Marco
Vichi
Infilò le chiavi nella porta, alla fine di una giornata di lavoro, stanco quanto basta, ma soddisfatto. Gli piaceva il suo lavoro. Fare l’architetto no, non gli sarebbe piaciuto, e nemmeno fare l’astronauta o lo scrittore. Ma il suo lavoro invece gli piaceva. Tutto il giorno in mezzo ai registri, alle tabelle, immerso nel silenzio, in perfetta solitudine, un lavoro lento e tranquillo, di precisione, certo, ma c’entrava anche la passione, a differenza di quello che credevano tutti. Entrò in salotto, e trovò sua moglie che leggeva.
Le dette un bacio sul lato della bocca, e lei sorrise. "Hai passato una buona giornata?" "Sì, tesoro... E tu?" "Anche io, sì... Stasera abbiamo i Marchesini a cena, te lo ricordavi?" "Certo, amore." Lasciò la moglie sul divano, e passando nel corridoio annusò l’aria. Un arrosto, sì, doveva essere un arrosto, con patate e cipolle, una delle ricette che preferiva, sua moglie sapeva farlo a meraviglia, l’arrosto. E i Marchesini portavano sempre un ottimo vino, quasi sempre francese. Entrò nel suo studio e si sedette in poltrona. Gli piaceva aprire la posta la sera, prima di cena, ascoltando buona musica.
C’era una stazione che trasmetteva solo musica classica. Accese la radio, e riconobbe subito la prima sinfonia di Mahler. Peccato, stava già finendo. Guardò l’ora, le sette meno un quarto. Aveva ancora un po’ di tempo, prima di cena. Avrebbe letto la posta, poi sarebbe andato in bagno a fare una doccia calda. Cominciò ad aprire le buste, a smistare i vari documenti. Era molto preciso, protocollava tutto per categorie, obbedendo allo stesso metodo che seguiva nell’ufficio dove lavorava.
Tasse, bollette, banche, auguri, pubblicità, grane da sistemare... Ogni lettera aveva la sua specifica cartella. I francobolli li ritagliava e li metteva via, senza un vero motivo. Nell’ultima busta c’era la risposta di una libreria antiquaria. Gli dicevano che c’erano poche probabilità di trovare la prima edizione italiana di Robinson Crusoe di Domenico Occhi, del 1731.
Ne erano state stampate poche copie, e quasi la metà erano andate perse nell’incendio della tipogra?a. Peccato. Si ricordava ancora di quando suo padre gli leggeva le avventure di Robinson, tenendolo sulle ginocchia, e lui aveva fatto lo stesso con i suoi figli.

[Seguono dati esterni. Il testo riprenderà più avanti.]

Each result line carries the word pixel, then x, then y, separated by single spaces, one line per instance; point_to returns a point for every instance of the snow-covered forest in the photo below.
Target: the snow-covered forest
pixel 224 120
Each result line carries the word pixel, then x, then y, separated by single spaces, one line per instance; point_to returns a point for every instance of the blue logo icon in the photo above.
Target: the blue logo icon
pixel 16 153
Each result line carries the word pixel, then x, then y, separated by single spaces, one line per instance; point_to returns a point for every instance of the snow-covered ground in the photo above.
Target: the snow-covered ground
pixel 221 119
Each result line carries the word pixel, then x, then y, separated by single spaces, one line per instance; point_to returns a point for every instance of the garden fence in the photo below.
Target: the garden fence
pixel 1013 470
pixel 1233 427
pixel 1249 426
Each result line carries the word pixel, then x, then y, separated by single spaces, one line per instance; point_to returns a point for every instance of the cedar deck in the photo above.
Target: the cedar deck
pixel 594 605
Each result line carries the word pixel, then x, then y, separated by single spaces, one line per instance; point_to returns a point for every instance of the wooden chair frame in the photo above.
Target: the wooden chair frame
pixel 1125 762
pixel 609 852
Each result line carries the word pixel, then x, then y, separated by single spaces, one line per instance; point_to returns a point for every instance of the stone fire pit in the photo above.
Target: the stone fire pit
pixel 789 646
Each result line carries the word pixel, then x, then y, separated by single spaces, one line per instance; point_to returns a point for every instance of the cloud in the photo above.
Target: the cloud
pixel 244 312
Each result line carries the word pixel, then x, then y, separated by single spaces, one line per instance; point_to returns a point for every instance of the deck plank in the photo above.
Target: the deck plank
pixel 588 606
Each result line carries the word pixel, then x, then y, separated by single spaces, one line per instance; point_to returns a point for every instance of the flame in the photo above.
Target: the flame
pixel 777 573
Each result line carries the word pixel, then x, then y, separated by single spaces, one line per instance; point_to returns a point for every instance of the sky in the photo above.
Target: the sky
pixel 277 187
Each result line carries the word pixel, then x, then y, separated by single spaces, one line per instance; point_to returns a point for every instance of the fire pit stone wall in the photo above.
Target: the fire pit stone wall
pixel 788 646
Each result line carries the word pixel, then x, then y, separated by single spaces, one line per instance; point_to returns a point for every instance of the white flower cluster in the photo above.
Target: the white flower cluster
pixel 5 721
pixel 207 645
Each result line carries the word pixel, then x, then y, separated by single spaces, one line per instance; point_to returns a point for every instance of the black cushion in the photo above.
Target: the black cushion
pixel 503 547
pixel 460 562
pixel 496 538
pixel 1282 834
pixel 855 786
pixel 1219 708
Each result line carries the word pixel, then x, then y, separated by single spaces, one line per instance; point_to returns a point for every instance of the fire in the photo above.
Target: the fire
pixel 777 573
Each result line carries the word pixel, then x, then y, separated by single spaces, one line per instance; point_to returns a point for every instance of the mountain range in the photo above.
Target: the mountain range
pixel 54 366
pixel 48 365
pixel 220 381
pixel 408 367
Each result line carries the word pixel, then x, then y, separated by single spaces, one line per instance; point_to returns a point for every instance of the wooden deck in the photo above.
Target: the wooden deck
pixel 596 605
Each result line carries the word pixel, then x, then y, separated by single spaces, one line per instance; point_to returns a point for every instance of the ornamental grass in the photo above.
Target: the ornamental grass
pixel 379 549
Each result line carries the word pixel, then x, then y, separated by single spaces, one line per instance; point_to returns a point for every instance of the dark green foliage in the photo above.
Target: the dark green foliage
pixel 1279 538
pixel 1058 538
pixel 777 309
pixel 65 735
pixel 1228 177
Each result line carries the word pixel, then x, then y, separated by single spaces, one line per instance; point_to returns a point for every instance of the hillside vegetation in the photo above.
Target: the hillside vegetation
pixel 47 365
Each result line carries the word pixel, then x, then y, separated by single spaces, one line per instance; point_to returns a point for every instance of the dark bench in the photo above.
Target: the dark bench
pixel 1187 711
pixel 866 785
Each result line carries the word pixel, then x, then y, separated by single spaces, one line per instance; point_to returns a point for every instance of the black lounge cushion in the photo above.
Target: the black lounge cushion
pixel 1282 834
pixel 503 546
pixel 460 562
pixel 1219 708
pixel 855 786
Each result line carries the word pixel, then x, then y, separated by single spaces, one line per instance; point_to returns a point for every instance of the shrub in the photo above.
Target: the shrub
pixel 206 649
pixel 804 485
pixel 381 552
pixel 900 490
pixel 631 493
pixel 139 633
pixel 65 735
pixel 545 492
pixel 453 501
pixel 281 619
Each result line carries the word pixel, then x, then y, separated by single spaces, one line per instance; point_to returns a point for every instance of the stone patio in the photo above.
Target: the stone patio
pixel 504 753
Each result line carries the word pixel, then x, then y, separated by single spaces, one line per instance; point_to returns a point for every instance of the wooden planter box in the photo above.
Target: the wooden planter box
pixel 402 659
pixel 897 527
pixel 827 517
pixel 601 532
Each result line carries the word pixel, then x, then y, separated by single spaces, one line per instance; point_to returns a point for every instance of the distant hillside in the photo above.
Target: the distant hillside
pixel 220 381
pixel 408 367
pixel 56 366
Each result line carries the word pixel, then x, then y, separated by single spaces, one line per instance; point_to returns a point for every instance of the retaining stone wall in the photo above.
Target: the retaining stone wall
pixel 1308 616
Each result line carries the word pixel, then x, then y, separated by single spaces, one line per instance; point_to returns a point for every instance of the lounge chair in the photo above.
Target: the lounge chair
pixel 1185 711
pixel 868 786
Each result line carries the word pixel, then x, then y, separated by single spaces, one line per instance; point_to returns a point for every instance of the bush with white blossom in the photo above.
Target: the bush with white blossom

Adesso i figli erano grandi, sposati, lontani, con i loro figli. Peccato. Tagliò via il francobollo e mise la lettera nella cartella "Robinson". Intanto la sinfonia di Mahler era finita, e una voce di donna aveva già annunciato un altro brano, ma lui si era distratto a pensare a suo padre e non aveva sentito di cosa si trattasse.
Ogni tanto gli succedeva, di distrarsi. Quale musica sarebbe arrivata adesso? Tese l’orecchio per indovinare... All’inizio non capì cosa fosse quella vibrazione bassa che sembrava salire dal pavimento, arrotolandosi in grandi spire... Dieci, dodici battute, poi riconobbe la sinfonia... Restò un istante con il fiato sospeso, a bocca aperta, e un attimo dopo si mise a piangere. Non lasciò finire il brano.
Andò in camera a riempire una valigia. Uscendo sbirciò dentro e vide sua moglie che sonnecchiava davanti alla televisione. Scese in garage e salì in macchina. La sua macchina venne ritrovata il giorno dopo al parcheggio della stazione, con le chiavi infilate nel quadro. Di lui nessuna traccia, nemmeno un biglietto con qualche parola. Nulla. Sono già passati quasi trent’anni, e nessuno lo ha mai più visto.